For classification the loss function (for a single training sample) is the multinomial deviance

\[\begin{eqnarray} L(y, p(x)) &=& -\sum_{k=1}^K\bb{1}(y=G_k)\log p_k(x)\non\\ &=&-\sum_{k=1}^K\bb{1}(y=G_k)f_k(x) +\log\left(\sum_{l=1}^Ke^{f_l(x)}\right),\non \end{eqnarray}\]

where

\[\begin{equation} p_k(x) = \frac{e^{f_k(x)}}{\sum_{l=1}^Ke^{f_l(x)}}.\non \end{equation}\]

Then \(K\) least square trees are constructed at each iteration, with each tree is fit to its respective negative gradient

\[\begin{equation} \bb{1}(y=G_k) - p_k(x) \text{ for } k=1,...,K.\non \end{equation}\]

When \(K=2\), we have \(p_1(x) + p_2(x) = 1\).
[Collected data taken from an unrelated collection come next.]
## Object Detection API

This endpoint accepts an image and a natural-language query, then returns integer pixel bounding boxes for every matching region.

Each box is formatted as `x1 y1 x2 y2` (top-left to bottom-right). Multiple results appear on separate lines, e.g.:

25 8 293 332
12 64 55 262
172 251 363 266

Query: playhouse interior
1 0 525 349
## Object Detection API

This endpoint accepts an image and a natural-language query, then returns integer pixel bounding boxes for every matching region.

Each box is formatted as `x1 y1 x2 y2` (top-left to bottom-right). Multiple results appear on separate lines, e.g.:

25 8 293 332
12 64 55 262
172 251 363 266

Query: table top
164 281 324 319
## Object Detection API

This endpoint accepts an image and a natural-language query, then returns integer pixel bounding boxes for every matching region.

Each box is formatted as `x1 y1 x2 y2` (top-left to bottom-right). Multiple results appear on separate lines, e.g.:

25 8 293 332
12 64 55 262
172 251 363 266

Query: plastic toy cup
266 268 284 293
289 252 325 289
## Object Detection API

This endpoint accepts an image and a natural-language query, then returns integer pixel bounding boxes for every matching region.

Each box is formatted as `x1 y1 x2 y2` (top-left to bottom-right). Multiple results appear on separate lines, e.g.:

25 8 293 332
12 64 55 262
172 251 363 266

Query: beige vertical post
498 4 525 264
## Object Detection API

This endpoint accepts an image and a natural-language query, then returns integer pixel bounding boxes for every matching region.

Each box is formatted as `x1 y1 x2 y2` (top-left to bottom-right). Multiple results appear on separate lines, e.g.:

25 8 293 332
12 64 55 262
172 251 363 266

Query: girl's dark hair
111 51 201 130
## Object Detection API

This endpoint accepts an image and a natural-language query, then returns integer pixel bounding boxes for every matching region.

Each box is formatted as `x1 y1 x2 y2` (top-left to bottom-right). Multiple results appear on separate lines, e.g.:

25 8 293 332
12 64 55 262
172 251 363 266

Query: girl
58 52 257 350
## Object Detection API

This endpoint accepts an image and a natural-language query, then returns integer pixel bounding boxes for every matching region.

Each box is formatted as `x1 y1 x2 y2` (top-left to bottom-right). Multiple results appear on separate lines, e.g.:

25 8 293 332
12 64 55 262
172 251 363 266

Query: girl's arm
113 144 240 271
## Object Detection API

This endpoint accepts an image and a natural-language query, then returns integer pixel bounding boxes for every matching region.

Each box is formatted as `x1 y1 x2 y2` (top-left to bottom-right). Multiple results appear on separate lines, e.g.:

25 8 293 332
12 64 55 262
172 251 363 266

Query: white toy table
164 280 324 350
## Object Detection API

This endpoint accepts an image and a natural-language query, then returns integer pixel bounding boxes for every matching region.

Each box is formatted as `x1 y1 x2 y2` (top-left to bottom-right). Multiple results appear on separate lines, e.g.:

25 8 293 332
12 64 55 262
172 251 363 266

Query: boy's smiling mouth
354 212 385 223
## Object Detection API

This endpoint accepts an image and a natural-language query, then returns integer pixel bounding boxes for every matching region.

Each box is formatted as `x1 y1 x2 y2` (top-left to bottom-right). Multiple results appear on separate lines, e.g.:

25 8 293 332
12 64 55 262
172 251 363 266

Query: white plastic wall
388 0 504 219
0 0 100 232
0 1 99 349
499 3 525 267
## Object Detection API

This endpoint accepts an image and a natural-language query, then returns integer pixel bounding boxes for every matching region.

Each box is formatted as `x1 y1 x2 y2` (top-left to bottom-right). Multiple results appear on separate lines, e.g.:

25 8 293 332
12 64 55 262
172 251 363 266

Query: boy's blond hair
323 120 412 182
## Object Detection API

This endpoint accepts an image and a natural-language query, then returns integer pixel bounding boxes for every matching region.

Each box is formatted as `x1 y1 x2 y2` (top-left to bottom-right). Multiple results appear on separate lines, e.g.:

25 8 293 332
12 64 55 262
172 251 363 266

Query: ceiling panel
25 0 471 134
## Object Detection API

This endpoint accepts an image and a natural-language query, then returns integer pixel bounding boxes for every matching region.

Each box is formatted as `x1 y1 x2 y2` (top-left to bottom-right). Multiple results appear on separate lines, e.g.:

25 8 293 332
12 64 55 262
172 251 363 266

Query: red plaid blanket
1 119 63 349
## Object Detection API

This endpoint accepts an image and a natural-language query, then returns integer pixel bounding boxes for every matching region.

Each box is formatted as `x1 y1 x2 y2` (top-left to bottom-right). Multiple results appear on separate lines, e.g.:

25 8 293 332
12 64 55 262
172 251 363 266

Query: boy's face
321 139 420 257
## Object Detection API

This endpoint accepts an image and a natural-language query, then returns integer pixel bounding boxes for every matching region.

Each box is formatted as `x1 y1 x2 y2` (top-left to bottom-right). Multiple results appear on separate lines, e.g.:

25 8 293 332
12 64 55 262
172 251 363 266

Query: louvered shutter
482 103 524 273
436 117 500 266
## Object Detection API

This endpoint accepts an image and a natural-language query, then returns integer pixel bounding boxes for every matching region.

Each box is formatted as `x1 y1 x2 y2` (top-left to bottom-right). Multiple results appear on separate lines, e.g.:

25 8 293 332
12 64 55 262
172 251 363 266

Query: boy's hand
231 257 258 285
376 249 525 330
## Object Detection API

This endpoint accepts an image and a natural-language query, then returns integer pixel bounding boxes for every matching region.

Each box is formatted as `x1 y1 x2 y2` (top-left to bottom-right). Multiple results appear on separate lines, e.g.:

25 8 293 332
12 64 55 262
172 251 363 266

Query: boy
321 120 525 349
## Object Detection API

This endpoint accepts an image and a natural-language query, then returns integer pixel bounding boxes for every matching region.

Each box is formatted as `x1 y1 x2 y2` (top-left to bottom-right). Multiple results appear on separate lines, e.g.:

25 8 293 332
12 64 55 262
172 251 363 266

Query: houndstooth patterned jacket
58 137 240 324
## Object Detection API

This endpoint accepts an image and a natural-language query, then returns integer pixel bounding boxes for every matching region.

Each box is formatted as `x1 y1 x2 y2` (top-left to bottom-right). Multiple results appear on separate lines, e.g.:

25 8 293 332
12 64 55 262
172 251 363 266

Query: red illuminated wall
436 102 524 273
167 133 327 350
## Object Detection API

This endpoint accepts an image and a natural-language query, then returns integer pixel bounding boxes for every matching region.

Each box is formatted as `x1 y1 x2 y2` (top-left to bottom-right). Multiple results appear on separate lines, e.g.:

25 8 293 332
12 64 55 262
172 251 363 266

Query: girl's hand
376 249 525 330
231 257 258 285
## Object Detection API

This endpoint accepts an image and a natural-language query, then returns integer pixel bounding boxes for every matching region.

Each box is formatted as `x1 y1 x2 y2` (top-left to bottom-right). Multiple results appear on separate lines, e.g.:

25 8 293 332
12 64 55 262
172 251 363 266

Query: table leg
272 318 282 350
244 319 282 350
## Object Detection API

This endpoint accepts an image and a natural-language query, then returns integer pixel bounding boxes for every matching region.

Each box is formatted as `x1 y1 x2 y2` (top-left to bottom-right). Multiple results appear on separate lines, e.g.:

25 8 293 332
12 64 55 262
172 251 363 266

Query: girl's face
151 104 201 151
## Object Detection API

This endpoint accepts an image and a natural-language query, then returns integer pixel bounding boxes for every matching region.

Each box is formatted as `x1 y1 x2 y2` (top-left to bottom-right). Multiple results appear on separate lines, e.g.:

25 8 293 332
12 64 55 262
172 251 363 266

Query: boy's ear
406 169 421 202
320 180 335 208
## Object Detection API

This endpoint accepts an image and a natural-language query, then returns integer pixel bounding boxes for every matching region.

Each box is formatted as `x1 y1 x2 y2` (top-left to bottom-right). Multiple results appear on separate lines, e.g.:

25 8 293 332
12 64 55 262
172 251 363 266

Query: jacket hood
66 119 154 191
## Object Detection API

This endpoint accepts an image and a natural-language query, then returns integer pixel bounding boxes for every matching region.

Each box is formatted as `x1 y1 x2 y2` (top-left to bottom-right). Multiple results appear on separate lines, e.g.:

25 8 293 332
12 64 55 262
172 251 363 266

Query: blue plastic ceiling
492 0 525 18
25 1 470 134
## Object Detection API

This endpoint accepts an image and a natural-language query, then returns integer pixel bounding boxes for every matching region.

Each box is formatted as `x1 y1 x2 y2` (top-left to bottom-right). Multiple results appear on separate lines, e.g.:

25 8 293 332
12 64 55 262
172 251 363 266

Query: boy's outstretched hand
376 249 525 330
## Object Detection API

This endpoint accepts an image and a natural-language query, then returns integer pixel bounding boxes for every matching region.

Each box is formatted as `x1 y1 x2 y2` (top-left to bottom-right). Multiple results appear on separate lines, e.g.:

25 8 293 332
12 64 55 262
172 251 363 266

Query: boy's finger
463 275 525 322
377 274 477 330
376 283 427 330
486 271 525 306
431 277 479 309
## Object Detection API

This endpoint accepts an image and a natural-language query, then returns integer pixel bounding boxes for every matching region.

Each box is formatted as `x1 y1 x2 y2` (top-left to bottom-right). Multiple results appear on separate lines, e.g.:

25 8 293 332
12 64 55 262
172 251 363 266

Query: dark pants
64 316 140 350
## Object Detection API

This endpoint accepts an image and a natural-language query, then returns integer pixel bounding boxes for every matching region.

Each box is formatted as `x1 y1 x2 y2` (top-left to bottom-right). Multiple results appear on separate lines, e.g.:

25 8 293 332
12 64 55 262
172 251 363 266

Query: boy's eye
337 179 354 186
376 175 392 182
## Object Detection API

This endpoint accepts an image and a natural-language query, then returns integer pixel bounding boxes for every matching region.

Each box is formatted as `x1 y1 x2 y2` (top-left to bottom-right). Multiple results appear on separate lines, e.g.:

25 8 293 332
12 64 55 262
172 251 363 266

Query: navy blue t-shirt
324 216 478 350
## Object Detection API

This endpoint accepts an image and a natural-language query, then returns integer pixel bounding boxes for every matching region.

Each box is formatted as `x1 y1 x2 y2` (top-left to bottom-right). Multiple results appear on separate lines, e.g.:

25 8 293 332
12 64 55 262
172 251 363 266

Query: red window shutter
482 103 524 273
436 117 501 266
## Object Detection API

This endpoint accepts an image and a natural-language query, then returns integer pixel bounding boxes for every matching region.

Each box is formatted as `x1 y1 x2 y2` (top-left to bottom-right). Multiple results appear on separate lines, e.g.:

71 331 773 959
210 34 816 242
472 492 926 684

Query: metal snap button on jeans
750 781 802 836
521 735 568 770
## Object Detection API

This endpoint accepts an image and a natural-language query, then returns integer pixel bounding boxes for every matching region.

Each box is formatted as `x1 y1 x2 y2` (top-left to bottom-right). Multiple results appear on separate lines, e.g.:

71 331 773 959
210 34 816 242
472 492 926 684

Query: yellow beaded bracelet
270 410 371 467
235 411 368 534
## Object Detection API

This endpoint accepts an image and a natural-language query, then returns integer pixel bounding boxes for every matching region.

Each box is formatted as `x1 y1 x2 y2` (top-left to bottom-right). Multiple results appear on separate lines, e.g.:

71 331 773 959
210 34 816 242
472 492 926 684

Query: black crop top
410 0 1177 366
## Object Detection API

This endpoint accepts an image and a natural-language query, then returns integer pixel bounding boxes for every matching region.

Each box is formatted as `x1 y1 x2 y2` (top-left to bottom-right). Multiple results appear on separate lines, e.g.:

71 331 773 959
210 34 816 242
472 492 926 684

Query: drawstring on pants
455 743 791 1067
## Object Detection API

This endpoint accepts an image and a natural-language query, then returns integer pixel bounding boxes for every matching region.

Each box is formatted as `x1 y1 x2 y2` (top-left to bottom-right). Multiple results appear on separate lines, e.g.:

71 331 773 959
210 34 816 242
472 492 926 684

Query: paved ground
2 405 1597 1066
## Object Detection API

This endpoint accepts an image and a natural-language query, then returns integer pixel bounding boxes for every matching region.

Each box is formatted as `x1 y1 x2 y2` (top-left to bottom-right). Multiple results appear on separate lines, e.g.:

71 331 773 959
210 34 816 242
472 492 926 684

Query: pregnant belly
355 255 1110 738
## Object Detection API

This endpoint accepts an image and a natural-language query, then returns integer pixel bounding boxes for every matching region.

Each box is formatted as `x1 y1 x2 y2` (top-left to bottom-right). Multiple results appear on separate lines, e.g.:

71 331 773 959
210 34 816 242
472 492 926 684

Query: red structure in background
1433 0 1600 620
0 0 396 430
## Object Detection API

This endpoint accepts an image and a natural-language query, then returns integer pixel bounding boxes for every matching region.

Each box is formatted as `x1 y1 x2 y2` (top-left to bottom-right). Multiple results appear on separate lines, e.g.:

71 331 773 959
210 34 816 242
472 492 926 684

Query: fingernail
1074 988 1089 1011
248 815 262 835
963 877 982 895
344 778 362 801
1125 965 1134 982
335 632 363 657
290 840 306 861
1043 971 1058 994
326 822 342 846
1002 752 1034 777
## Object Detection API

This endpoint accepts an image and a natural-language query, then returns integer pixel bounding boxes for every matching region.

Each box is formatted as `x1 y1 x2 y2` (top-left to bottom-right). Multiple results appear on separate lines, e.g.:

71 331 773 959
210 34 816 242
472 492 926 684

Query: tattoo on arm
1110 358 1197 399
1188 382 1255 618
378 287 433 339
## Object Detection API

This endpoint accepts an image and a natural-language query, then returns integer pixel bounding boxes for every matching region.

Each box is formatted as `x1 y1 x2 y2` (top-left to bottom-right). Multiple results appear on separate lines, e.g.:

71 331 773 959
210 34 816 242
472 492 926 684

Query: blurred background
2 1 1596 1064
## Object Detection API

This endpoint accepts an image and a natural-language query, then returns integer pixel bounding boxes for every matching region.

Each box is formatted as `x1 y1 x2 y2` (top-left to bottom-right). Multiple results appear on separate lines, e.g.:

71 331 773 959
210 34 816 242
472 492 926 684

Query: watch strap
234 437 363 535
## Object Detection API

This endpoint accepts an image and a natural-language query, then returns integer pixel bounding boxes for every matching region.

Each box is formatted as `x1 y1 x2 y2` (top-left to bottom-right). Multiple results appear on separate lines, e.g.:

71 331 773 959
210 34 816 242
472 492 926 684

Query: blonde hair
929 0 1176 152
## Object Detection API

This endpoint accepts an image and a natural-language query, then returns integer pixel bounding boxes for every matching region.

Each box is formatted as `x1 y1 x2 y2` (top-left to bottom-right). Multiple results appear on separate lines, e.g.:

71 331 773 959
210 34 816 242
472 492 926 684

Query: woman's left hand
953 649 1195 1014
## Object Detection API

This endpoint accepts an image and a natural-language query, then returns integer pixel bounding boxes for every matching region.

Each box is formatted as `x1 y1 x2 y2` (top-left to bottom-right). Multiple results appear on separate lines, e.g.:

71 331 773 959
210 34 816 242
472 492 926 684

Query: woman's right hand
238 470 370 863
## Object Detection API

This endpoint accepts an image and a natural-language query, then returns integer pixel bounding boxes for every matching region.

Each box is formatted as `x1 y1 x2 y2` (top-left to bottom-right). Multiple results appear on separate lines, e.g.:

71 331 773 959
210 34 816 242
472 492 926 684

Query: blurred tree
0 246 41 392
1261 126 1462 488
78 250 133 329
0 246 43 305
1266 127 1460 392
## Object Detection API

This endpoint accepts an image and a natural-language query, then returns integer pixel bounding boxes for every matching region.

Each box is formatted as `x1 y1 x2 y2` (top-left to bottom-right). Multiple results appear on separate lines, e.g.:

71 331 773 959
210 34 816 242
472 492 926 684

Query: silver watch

When we build the first least square tree \(T_1\), it is fit to

\[\begin{equation} \bb{1}(y=G_1) - p_1(x),\non \end{equation}\]

which is the negative of the target of the second tree \(T_2\):

\[\begin{equation} \bb{1}(y=G_2) - p_2(x).\non \end{equation}\]

To see that, note

\[\begin{equation} \bb{1}(y=G_1) - p_1(x) = (1-\bb{1}(y=G_2)) - (1-p_2(x)) = -(\bb{1}(y=G_2) - p_2(x)).\non \end{equation}\]

Therefore, once we build \(T_1\), we can flip the sign and get \(T_2\).